Upon release in October 1941, columnist Ted Strauss in The New York Times wrote "We are not yet quite sure that this latest opus is even a movie - no such harum-scarum collection of song, slapstick and thumbnail sketches has defied dramatic law in recent history. We are more certain that at its worst the film is extravagantly bad, no less that William Claude is wonderful...Yes, some parts of the film you will find incomprehensibly silly. Probably you also will laugh your head off." Writing in Time, critic James Agee stated, " ... it is strong drink for cinemaddicts who believe that the Great Man can do no wrong ... Sucker has no plot and needs none ... That much of it is truly comic is testimony to the fact that Comedian Fields is one of the funniest men on earth ... Fields is a beautifully timed exhibit of mock pomposity, puzzled ineffectualness, subtle understatement and true-blue nonchalance."

Never Give a Sucker an Even Break was Fields's last starring role.
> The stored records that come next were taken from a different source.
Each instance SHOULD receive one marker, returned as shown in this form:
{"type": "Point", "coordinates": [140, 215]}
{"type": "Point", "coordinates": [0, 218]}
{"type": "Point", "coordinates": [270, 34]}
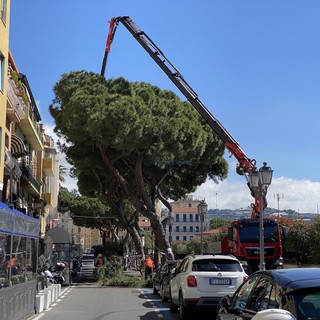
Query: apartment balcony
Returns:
{"type": "Point", "coordinates": [48, 167]}
{"type": "Point", "coordinates": [31, 130]}
{"type": "Point", "coordinates": [16, 107]}
{"type": "Point", "coordinates": [29, 181]}
{"type": "Point", "coordinates": [48, 199]}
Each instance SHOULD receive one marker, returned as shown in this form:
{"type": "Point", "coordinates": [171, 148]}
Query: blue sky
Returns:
{"type": "Point", "coordinates": [254, 64]}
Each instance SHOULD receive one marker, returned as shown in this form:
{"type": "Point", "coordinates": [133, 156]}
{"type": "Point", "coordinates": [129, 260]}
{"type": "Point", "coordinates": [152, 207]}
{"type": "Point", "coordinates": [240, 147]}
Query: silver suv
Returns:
{"type": "Point", "coordinates": [200, 281]}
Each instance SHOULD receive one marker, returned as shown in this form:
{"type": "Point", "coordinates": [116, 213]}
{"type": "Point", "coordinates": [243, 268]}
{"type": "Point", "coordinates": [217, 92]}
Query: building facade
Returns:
{"type": "Point", "coordinates": [186, 220]}
{"type": "Point", "coordinates": [4, 50]}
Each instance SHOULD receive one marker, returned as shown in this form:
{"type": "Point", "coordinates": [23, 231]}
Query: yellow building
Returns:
{"type": "Point", "coordinates": [4, 49]}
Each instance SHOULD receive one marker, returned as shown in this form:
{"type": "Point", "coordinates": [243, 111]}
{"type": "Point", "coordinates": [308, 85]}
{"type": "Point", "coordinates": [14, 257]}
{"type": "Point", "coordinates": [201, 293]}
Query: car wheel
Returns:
{"type": "Point", "coordinates": [155, 290]}
{"type": "Point", "coordinates": [172, 306]}
{"type": "Point", "coordinates": [162, 295]}
{"type": "Point", "coordinates": [183, 313]}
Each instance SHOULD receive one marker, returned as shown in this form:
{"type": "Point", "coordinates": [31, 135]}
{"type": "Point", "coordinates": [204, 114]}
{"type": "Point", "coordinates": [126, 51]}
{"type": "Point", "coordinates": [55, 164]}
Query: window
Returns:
{"type": "Point", "coordinates": [3, 13]}
{"type": "Point", "coordinates": [1, 70]}
{"type": "Point", "coordinates": [261, 295]}
{"type": "Point", "coordinates": [242, 296]}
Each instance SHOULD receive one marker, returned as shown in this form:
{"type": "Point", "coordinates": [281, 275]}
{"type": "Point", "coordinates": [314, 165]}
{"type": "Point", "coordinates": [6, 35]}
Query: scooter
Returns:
{"type": "Point", "coordinates": [57, 272]}
{"type": "Point", "coordinates": [46, 274]}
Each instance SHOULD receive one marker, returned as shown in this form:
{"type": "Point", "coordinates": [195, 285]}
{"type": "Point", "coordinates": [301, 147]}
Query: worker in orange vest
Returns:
{"type": "Point", "coordinates": [148, 267]}
{"type": "Point", "coordinates": [99, 262]}
{"type": "Point", "coordinates": [13, 264]}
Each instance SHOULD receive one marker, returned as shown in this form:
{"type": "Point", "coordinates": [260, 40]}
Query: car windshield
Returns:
{"type": "Point", "coordinates": [308, 303]}
{"type": "Point", "coordinates": [216, 265]}
{"type": "Point", "coordinates": [250, 233]}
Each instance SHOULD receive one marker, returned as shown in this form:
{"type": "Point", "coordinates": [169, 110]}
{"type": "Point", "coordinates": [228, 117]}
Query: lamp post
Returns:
{"type": "Point", "coordinates": [259, 182]}
{"type": "Point", "coordinates": [202, 211]}
{"type": "Point", "coordinates": [170, 223]}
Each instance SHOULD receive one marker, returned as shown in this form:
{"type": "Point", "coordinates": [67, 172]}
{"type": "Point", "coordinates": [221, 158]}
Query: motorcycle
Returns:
{"type": "Point", "coordinates": [57, 272]}
{"type": "Point", "coordinates": [44, 272]}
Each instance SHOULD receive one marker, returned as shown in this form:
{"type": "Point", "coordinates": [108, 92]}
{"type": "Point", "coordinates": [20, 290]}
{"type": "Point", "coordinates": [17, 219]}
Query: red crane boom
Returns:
{"type": "Point", "coordinates": [245, 165]}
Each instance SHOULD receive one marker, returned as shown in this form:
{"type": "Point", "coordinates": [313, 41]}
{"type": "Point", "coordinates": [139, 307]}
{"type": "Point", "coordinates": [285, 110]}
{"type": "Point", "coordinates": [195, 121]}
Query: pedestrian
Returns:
{"type": "Point", "coordinates": [14, 265]}
{"type": "Point", "coordinates": [148, 267]}
{"type": "Point", "coordinates": [99, 262]}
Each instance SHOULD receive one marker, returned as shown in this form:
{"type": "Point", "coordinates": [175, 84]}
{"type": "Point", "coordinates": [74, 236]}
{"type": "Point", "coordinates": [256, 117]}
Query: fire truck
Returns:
{"type": "Point", "coordinates": [243, 240]}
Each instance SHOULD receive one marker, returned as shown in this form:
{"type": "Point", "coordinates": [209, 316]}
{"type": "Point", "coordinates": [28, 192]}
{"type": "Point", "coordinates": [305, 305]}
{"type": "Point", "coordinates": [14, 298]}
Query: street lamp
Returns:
{"type": "Point", "coordinates": [170, 223]}
{"type": "Point", "coordinates": [202, 211]}
{"type": "Point", "coordinates": [259, 182]}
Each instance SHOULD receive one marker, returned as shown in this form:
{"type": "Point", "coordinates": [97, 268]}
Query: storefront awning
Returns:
{"type": "Point", "coordinates": [18, 148]}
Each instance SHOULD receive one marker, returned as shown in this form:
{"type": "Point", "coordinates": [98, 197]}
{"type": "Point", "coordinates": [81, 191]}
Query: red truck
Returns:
{"type": "Point", "coordinates": [243, 239]}
{"type": "Point", "coordinates": [243, 242]}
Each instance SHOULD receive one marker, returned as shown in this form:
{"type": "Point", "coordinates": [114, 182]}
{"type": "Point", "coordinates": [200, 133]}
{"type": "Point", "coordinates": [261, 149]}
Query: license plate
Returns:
{"type": "Point", "coordinates": [223, 281]}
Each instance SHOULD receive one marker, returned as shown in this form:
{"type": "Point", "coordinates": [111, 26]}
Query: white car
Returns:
{"type": "Point", "coordinates": [200, 281]}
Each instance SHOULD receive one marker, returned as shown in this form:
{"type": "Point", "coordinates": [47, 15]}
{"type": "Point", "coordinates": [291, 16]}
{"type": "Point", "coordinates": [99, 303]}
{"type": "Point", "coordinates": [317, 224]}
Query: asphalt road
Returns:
{"type": "Point", "coordinates": [90, 301]}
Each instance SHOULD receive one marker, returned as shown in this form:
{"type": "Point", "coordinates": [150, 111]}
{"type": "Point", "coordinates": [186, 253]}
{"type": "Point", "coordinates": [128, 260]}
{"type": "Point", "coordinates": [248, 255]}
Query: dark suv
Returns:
{"type": "Point", "coordinates": [294, 290]}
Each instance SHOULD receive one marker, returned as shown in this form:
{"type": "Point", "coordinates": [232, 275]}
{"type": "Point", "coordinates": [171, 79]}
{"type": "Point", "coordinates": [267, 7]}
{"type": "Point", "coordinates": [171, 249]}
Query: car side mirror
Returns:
{"type": "Point", "coordinates": [225, 302]}
{"type": "Point", "coordinates": [273, 314]}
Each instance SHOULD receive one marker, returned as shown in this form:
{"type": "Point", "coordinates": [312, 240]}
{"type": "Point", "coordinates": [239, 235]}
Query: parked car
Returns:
{"type": "Point", "coordinates": [200, 281]}
{"type": "Point", "coordinates": [295, 290]}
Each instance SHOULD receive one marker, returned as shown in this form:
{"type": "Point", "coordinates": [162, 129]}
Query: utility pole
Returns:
{"type": "Point", "coordinates": [278, 197]}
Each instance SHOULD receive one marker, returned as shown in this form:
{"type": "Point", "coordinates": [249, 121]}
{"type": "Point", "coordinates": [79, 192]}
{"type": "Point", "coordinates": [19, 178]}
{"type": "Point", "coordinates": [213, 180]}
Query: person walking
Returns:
{"type": "Point", "coordinates": [99, 262]}
{"type": "Point", "coordinates": [148, 267]}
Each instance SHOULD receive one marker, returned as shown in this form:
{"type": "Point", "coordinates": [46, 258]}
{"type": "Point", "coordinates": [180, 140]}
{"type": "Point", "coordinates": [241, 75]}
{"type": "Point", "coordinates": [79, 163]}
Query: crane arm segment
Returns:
{"type": "Point", "coordinates": [245, 164]}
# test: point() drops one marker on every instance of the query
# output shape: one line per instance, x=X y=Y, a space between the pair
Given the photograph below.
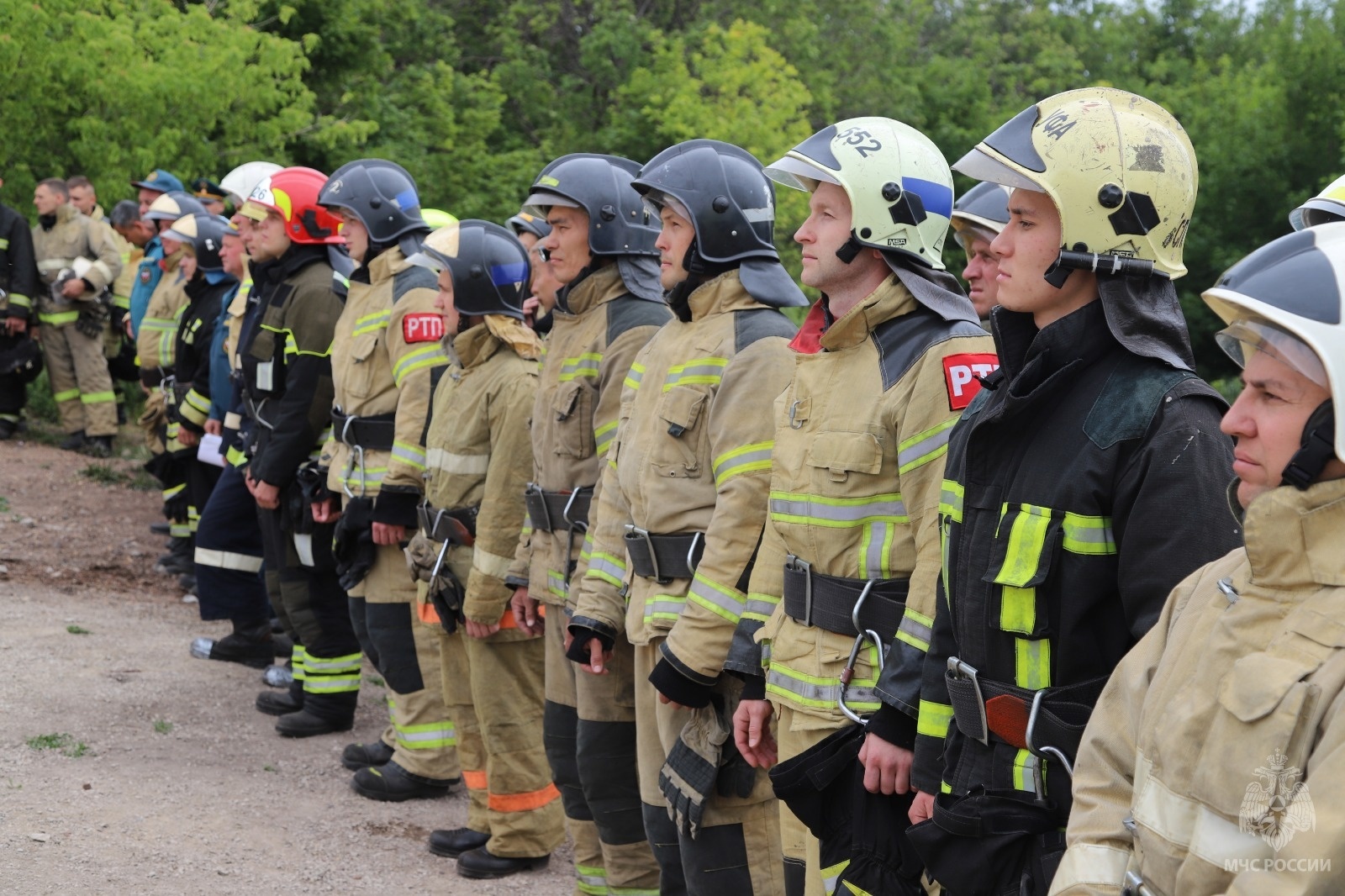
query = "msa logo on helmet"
x=959 y=374
x=423 y=327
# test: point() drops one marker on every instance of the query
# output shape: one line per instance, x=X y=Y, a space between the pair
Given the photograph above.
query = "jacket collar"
x=822 y=331
x=720 y=295
x=592 y=291
x=1295 y=537
x=475 y=346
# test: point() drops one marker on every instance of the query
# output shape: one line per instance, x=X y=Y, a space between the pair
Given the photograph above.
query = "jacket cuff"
x=894 y=727
x=753 y=687
x=585 y=629
x=397 y=508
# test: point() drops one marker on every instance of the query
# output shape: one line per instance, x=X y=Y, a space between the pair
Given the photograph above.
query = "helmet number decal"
x=1058 y=125
x=962 y=373
x=423 y=327
x=862 y=141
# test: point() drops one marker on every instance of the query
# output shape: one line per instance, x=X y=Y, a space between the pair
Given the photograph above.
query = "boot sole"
x=533 y=864
x=315 y=732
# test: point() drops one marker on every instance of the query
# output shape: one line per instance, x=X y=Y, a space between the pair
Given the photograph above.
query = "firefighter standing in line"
x=690 y=475
x=383 y=356
x=20 y=356
x=854 y=483
x=978 y=217
x=77 y=260
x=287 y=376
x=1210 y=756
x=1080 y=488
x=479 y=461
x=602 y=248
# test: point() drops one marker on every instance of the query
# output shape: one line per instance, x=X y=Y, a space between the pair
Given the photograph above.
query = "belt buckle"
x=565 y=514
x=966 y=672
x=797 y=564
x=1046 y=750
x=649 y=542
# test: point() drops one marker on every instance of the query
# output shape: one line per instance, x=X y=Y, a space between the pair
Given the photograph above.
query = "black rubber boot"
x=306 y=724
x=356 y=756
x=282 y=703
x=248 y=645
x=392 y=783
x=451 y=844
x=481 y=864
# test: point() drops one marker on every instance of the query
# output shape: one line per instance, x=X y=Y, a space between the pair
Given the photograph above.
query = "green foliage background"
x=474 y=96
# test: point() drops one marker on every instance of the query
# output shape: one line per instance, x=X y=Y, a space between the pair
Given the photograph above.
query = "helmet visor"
x=798 y=174
x=1243 y=338
x=984 y=167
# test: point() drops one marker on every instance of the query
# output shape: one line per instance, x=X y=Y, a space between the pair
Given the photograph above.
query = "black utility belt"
x=448 y=525
x=370 y=434
x=663 y=557
x=558 y=510
x=1048 y=723
x=829 y=602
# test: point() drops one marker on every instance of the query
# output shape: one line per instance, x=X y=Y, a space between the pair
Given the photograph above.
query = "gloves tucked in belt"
x=704 y=761
x=443 y=588
x=353 y=542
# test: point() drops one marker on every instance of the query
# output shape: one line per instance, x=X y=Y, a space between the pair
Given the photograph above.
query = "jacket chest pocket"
x=678 y=452
x=837 y=454
x=573 y=414
x=356 y=378
x=1259 y=741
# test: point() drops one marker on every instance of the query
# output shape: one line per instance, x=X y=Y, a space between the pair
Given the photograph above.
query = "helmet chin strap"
x=1317 y=448
x=851 y=249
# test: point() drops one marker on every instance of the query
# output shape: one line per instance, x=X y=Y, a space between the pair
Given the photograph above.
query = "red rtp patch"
x=959 y=374
x=424 y=327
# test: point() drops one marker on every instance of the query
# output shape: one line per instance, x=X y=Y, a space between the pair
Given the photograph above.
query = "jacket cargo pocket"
x=841 y=454
x=678 y=451
x=358 y=380
x=1263 y=717
x=573 y=409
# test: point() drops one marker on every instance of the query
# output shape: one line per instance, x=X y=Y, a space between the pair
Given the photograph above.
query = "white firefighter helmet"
x=1120 y=168
x=1329 y=205
x=899 y=183
x=1288 y=299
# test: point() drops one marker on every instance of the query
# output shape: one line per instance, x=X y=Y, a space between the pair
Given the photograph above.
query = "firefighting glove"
x=93 y=318
x=443 y=589
x=353 y=542
x=704 y=761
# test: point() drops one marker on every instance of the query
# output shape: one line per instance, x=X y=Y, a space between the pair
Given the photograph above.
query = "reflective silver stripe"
x=228 y=560
x=1190 y=824
x=852 y=512
x=491 y=564
x=459 y=465
x=923 y=448
x=876 y=552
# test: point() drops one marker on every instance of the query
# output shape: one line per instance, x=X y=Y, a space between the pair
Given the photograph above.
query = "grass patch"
x=65 y=743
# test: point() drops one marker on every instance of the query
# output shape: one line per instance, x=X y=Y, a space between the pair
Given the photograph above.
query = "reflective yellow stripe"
x=1032 y=662
x=1026 y=539
x=934 y=719
x=740 y=461
x=1089 y=535
x=699 y=370
x=1019 y=609
x=925 y=447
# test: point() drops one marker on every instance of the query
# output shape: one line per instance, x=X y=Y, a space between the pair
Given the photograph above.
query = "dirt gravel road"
x=166 y=779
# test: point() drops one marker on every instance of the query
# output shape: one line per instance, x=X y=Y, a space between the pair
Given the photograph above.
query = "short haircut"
x=125 y=213
x=57 y=186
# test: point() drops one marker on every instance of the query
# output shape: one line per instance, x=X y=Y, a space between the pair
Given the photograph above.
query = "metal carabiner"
x=847 y=672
Now 61 years old and in declining health, he frequently had to recuperate in his dressing room between takes, a lifetime of alcoholism having taken its toll. Fields was planning his next film, with Gloria Jean and Anne Nagel from the cast of Sucker slated to star with him but after the lukewarm reception to Sucker, Universal dropped him. By the time Sucker was released in late 1941, the studio had made four films with the increasingly popular Abbott and Costello and Universal no longer needed Fields.

The climactic fire engine chase sequence from this film was actually lifted and used (with some judicious editing) in Abbott and Costello's 1944 Universal picture, In Society.